殺戮都市~バベル~

全力ではない、牽制のようなパンチ。


だけど女には、その攻撃すらも強烈な物だったようで。


「ぐっ!?わわっ!!」


辛うじて、俺のパンチを武器で防御した女が、後方に弾き飛ばされた。


ゴロゴロと地面を転がったけれど、流れるような動きで起き上がり、女は武器を構える。


「たはー……やっぱ姉ちゃんを捕まえるだけの事はあるね。

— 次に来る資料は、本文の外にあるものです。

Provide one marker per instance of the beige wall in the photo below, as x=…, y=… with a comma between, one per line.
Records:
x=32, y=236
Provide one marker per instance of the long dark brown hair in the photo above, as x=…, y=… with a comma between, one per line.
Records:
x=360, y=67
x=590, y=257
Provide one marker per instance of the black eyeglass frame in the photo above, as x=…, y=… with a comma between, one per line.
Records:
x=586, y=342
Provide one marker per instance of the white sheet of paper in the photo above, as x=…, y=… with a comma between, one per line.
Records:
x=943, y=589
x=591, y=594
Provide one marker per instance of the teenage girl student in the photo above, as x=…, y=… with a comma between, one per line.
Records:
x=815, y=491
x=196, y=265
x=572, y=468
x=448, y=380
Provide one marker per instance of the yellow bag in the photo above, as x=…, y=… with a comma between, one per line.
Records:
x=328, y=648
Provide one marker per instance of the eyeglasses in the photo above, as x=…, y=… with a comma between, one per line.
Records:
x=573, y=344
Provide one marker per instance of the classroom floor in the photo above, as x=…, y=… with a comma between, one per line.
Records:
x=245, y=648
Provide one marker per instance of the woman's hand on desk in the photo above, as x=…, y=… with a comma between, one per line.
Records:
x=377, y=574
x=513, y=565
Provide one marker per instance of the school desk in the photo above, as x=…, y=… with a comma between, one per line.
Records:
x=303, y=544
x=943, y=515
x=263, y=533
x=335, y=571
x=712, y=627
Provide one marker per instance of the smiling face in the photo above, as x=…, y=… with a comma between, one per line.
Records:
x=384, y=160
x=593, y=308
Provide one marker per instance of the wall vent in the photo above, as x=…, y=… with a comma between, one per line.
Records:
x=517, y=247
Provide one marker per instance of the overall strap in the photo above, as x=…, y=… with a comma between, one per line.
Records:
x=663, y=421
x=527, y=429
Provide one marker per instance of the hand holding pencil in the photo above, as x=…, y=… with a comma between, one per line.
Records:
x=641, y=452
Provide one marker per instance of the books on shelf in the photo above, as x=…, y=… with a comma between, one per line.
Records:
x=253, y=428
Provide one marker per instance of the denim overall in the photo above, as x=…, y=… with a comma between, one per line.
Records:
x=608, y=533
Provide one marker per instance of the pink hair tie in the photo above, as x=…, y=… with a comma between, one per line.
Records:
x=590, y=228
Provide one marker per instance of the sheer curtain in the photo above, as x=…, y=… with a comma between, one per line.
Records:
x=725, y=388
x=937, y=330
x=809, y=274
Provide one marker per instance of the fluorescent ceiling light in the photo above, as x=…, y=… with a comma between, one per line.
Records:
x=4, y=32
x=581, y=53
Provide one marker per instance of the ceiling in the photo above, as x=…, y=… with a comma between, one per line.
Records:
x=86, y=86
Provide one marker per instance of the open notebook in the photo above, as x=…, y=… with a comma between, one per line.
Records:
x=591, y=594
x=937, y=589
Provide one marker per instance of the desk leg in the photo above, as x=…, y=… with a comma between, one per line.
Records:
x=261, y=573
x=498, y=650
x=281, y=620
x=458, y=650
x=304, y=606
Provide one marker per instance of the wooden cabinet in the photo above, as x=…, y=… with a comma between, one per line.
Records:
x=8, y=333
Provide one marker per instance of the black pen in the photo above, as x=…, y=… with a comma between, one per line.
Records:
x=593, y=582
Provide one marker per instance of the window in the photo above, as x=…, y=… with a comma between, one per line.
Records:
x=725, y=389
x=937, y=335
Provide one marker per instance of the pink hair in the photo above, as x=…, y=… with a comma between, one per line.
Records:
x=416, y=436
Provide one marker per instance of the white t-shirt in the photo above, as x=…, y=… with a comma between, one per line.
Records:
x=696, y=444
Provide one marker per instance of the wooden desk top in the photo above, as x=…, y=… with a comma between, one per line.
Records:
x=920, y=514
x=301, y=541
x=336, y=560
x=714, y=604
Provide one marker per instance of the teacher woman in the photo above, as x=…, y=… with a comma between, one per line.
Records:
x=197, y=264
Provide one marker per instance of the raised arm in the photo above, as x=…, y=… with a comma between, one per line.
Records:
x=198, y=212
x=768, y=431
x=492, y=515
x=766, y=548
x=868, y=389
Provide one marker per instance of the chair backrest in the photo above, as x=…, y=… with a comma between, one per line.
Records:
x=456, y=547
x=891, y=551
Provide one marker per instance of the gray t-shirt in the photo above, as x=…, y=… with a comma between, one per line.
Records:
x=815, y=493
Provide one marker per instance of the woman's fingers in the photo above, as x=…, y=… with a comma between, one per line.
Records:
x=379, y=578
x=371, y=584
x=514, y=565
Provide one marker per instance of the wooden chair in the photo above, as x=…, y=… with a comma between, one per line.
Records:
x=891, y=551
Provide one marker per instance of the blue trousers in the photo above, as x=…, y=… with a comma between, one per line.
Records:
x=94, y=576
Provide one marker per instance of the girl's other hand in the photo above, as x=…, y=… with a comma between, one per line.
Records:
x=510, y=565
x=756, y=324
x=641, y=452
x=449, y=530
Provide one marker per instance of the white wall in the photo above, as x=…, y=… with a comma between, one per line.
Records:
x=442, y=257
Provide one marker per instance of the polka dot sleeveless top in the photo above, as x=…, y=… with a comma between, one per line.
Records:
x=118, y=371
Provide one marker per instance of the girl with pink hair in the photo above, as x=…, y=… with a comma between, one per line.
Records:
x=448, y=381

それにしても、少年と戦った時よりずっと強くなってるじゃん」


そう言った女は、ゆっくりと弧を描くように俺の周りを動き始めた。


姉ちゃん?少年?


俺はこいつに出会った事がある。


勘違いでなければ……。


「お前は雨村吹雪か?待て……俺は敵じゃない!」


「そんなの信じられないっての!だったらなんで姉ちゃんが捕まってるのに助けようとしないのさ!」


手にした武器、チャクラムを投げ付けて、俺に怒鳴りつける。


「あれは作戦だ!雪子と二毛を囮にして、仲間と池上の居場所を特定する!雪子はお前を探していたぞ!殺されたか、捕まったかわからなかったからな!」


チャクラムを弾き、なるべく攻撃を仕掛けないように状況を話してみるけど……どうも納得出来ない様子だ。